Kernel Address Sanitizer

Address Sanitizer (ASAN) is a dynamic (run-time) sanitizer that checks for certain invalid memory accesses in C++ code - for example, buffer overruns, use-after-free, (stack) use-after-return/scope, and use of uninitialized globals. The sanitizer adds compiler-generated instrumentation before every data memory access and the runtime checks the validity of each access before it proceeds.

ASAN works by constructing a ‘shadow map’, a map with one byte per 8 bytes of kernel address space. Each shadow map byte tracks the validity of the kernel address it corresponds to - zero represents ‘valid for access’, non-zero bytes represent various sub-byte tracking or invalid states.

Allocators (for example the PMM) can invoke asan_poison_shadow() to mark regions of memory in the physmap as “poisoned”, disallowing any data accesses to the region. They can also invoke asan_unpoison_shadow() to mark regions of memory in the physmap as “unpoisoned”, allowing any data accesses to the region.

KASAN Concepts:

  • Poisoned Memory: kasan allows memory to be marked as either poisoned or unpoisoned. Memory accesses to poisoned memory result in kernel panics. Poisoning could be used in memory allocators to mark memory boundaries and to detect use-after-frees.

  • Redzone: memory allocators could add a small buffer before/after their allocations and poison it to detect buffer overflows. These buffers are called redzones.

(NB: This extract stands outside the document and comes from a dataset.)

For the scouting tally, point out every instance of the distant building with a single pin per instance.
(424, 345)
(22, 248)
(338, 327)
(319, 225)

  • Quarantine: Given that only memory accesses are checked, and memory can be reused (and thus, unpoisoned), increasing the time a memory region is poisoned allows more bugs to be detected. KASAN provides a way for allocators to hold off memory reuse, called quarantine. Instead of freeing memory right away, allocators can push pointers to a queue and free them in FIFO order.

Kernel ASAN is similar to userspace ASAN but has unique bootstrap and memory allocation requirements.

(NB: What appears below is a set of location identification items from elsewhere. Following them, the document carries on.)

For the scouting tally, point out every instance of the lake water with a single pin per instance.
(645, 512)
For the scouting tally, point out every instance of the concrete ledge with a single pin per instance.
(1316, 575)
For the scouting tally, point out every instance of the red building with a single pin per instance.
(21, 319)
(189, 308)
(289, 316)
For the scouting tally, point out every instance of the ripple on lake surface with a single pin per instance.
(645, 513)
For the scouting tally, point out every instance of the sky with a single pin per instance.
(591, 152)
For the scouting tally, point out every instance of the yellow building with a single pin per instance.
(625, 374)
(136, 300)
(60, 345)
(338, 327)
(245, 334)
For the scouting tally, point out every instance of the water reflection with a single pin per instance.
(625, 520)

Note that any function that performs memory accesses outside of the kernel virtual address space has to be annotated with NO_ASAN, otherwise those accesses will result in a system crash.

Implementation

Early Boot Setup (x86-64)

When kASAN is enabled, all compiled kernel code is instrumented; so we need a valid shadow map very early in boot, before C code is called. Currently the x86-64 kernel has 512 GB of virtual addres space; KASAN requires 64 GB of shadow memory to track this entire region, corresponding to 1 byte per 8 bytes.

We create a shadow map at [-128GB ; -64GB) to cover all kernel virtual address space, and point every page of the shadow map to a single read-only zero page. One page table and one page directory are reused for all entries in the MMU, to save memory.

The shadow map is placed at [-128GB, -64GB) to avoid any potential mappings at the highest parts of the kernel address space. Currently the reallocated kernel is present there and it is foreseeable that other structures may be placed there for convenient access.

The map in x86_64 looks like this:

  • 64 entries in pdp_hi (1GB each) point all to the same page directory (kasan_shadow_tables[512..1023]), with RW, NX and global permissions.

  • The kasan page directory has 512 entries pointing all to the same page table (kasan_shadow_tables), with RW, NX and global permissions.

  • The kasan page table has 512 entries pointing all to the same zero page (kasan_zero_page), with RO, NX and global permissions.

With this structure, all poison checks inside the kernel address space will succeed, as all shadow map memory is marked as unpoisoned.

Late Boot Setup (x86-64)

In order to allow memory poisoning / tracking validity of kernel memory, asan needs to have writable pages backing portions of the shadow that cover the kernel physical map. These writable pages replace zero page mappings in parts of the shadow map that asan instruments.

During late boot, after PMM is initialized, we allocate a shadow page for every 8 pages of address space to instrument that contain at least one page of real memory. We do not consider MMIO regions, device memory, the ISA hole, etc. as real memory. We then replace the early boot zero page mappings with mappings to the newly allocated shadow pages. All the remaining early boot mappings remain the same.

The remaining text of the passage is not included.